Speaker
Description
Rising dietary and drinking-water intake of nitrate (NO$_3^-$) and nitrite (NO$_2^-$) poses a significant public health concern. After ingestion, NO$_3^-$ enters the enterosalivary circulation, where oral bacteria reduce it to NO$_2^-$. When swallowed, NO$_2^-$ enters the acidic gastric environment, where it can react to form N-nitroso compounds (NOCs), many of which are suspected carcinogens. However, epidemiological evidence for this link remains mixed, likely due to the protective effects of antioxidants such as vitamin C. To better understand and quantify these complex interactions, we develop a dynamic, compartmental quantitative systems pharmacology model of human NO$_{3}^{-}$ and NO$_{2}^{-}$ metabolism and gastric chemistry.
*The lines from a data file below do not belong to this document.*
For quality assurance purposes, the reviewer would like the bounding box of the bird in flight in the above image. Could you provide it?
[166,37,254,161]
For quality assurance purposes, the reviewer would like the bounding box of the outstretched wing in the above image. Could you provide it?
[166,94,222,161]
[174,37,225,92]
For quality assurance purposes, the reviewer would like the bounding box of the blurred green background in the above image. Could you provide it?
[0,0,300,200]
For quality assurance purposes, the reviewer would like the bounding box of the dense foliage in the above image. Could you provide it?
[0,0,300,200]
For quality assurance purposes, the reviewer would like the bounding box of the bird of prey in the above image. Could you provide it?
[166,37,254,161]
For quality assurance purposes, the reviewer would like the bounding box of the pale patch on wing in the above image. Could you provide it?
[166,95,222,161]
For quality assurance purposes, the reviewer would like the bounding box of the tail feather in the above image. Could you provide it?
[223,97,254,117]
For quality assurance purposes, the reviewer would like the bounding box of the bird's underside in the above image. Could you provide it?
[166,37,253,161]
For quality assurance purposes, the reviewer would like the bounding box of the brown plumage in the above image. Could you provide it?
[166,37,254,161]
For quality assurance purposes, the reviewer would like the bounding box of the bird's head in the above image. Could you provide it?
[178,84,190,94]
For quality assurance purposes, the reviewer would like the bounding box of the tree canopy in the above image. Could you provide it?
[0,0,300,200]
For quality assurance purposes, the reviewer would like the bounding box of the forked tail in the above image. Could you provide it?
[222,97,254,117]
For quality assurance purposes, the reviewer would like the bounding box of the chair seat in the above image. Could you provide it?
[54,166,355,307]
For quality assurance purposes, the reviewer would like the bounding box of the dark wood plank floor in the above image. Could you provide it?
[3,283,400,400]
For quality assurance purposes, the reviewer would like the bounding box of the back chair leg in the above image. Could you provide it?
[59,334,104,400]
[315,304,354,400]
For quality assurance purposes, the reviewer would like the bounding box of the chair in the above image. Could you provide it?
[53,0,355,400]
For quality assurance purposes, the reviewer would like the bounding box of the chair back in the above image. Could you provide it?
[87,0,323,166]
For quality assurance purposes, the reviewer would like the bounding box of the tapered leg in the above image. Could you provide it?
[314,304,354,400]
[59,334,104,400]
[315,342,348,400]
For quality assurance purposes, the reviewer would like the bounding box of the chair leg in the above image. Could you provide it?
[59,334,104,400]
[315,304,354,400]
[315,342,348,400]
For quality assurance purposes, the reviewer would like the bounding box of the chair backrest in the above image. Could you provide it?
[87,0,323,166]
The framework tracks NO$_{3}^{-}$ and NO$_{2}^{-}$ fluxes across the stomach, intestine, plasma, and saliva, incorporates postprandial changes in gastric volume and pH, and includes mechanistic nitrosation pathways with vitamin C inhibition. Using this framework, we evaluate NOC formation under different dietary and water-quality contexts, demonstrating the protective effect of dietary vitamin C and examining the role of supplementation. Simulations suggest supplementation is most effective shortly after meals. These findings provide a mechanistic basis for understanding how diet, drinking-water quality, and vitamin C supplementation interact to shape endogenous NOC formation, with implications for nutritional guidelines and risk reduction.